The following is the first in a series of guest posts by Travis Crum on the 150th anniversary of the 15th amendment:
The Fifteenth Amendment at 150
On February 3, 2020, the Fifteenth Amendment celebrates its 150th anniversary. In the run-up to this sesquicentennial, I’ll be posting this week about the Fifteenth Amendment’s history and contemporary place in our constitutional system.
The final act in the trilogy of Reconstruction Amendments, the Fifteenth Amendment prohibits the “deni[al] or abridge[ment]” of the “right … to vote” “on account of race, color, or previous condition of servitude” and empowers Congress to “enforce” its provisions by “appropriate legislation.” The Fifteenth Amendment was a tectonic shift in political power and race relations. In less than a decade, the United States transformed itself from a slaveholding nation to a multi-racial democracy.
For much of its 150-year history, however, the Fifteenth Amendment was a parchment promise. Throughout the Jim Crow South, racist officials employed literacy tests, grandfather clauses, and poll taxes to disenfranchise black voters. Violence and intimidation also deterred blacks from going to the polls. It would take the sacrifices of the civil rights movement and the protections of the Voting Rights Act of 1965 to make the promise of the Fifteenth Amendment a reality in the modern era.
Perhaps because of this tragic history, the conventional narrative of Reconstruction treats the Fifteenth Amendment as an afterthought. Compared to the attention given to the other Reconstruction Amendments, the Fifteenth Amendment has been largely overlooked.
This historical omission is further compounded by the central role of the Fourteenth Amendment and the VRA in current doctrine. Unlike during Reconstruction, the Fourteenth Amendment is now interpreted to prohibit racial discrimination in voting. Indeed, the Court has construed the Equal Protection Clause to prohibit racial vote dilution—a technical term for what most people call gerrymandering—while repeatedly declining to decide whether the Fifteenth Amendment also prohibits such redistricting plans. And Section 2 of the VRA’s discriminatory-effects standard is broader than either the Fourteenth or Fifteenth Amendment standards and normally easier to prove in litigation than a constitutional claim. The Fifteenth Amendment is thus largely redundant.

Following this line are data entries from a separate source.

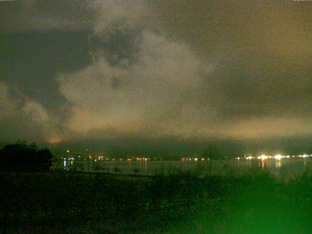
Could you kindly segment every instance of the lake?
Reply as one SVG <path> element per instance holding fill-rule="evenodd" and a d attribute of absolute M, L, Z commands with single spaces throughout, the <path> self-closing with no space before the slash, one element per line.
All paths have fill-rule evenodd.
<path fill-rule="evenodd" d="M 154 175 L 180 170 L 203 171 L 208 168 L 207 161 L 107 161 L 69 160 L 55 163 L 53 168 L 65 170 L 86 172 L 109 172 L 117 171 L 123 174 L 134 174 L 135 169 L 141 175 Z M 312 159 L 306 158 L 284 158 L 266 159 L 228 159 L 213 161 L 212 171 L 214 174 L 235 173 L 246 171 L 253 168 L 268 170 L 276 176 L 281 174 L 295 176 L 302 174 L 305 169 L 312 168 Z"/>

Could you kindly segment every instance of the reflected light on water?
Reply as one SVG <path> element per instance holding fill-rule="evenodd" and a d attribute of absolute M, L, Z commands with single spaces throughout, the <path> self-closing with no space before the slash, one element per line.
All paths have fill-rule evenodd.
<path fill-rule="evenodd" d="M 281 168 L 281 160 L 280 158 L 276 158 L 275 161 L 275 167 L 276 168 Z"/>
<path fill-rule="evenodd" d="M 267 156 L 266 155 L 262 155 L 261 156 L 259 156 L 257 158 L 258 159 L 267 159 L 268 158 L 269 158 L 269 156 Z"/>

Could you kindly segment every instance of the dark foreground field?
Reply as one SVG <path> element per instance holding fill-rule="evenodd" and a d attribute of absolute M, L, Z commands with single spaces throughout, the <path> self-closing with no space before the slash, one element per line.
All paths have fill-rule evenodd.
<path fill-rule="evenodd" d="M 226 178 L 64 172 L 0 178 L 4 233 L 312 233 L 308 172 L 287 182 L 258 170 Z"/>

So why should we care about the Fifteenth Amendment? Because there is substantial risk in relying on the Fourteenth Amendment as the primary guarantor of minority voting rights. While the Fourteenth Amendment’s scope was expanded in the early-to-mid twentieth century to prohibit racial discrimination in voting, its protections have contracted in recent decades. In particular, the Court has applied its colorblind vision of the Equal Protection Clause to the voting rights realm. Is so doing, the Court has called into question the constitutionality of race-based redistricting and Section 2’s discriminatory effects standard.
By contrast, the Court has neglected the Fifteenth Amendment. In addition to not deciding whether the Fifteenth Amendment proscribes vote dilution, the Court has left open whether the Fifteenth Amendment requires a showing of discriminatory intent. And with regards to enforcement authority, the Court has never applied Boerne’s congruence-and-proportionality standard to the Fifteenth Amendment—or any case involving race or voting—and the most on-point precedent remains Katzenbach’s deferential rationality standard. Congress, therefore, has a freer hand under the Fifteenth Amendment to pass enforcement legislation, like the VRA.
In my subsequent posts this week, I’ll elaborate on how there is ample space to rethink voting rights protections under a Fifteenth Amendment framework.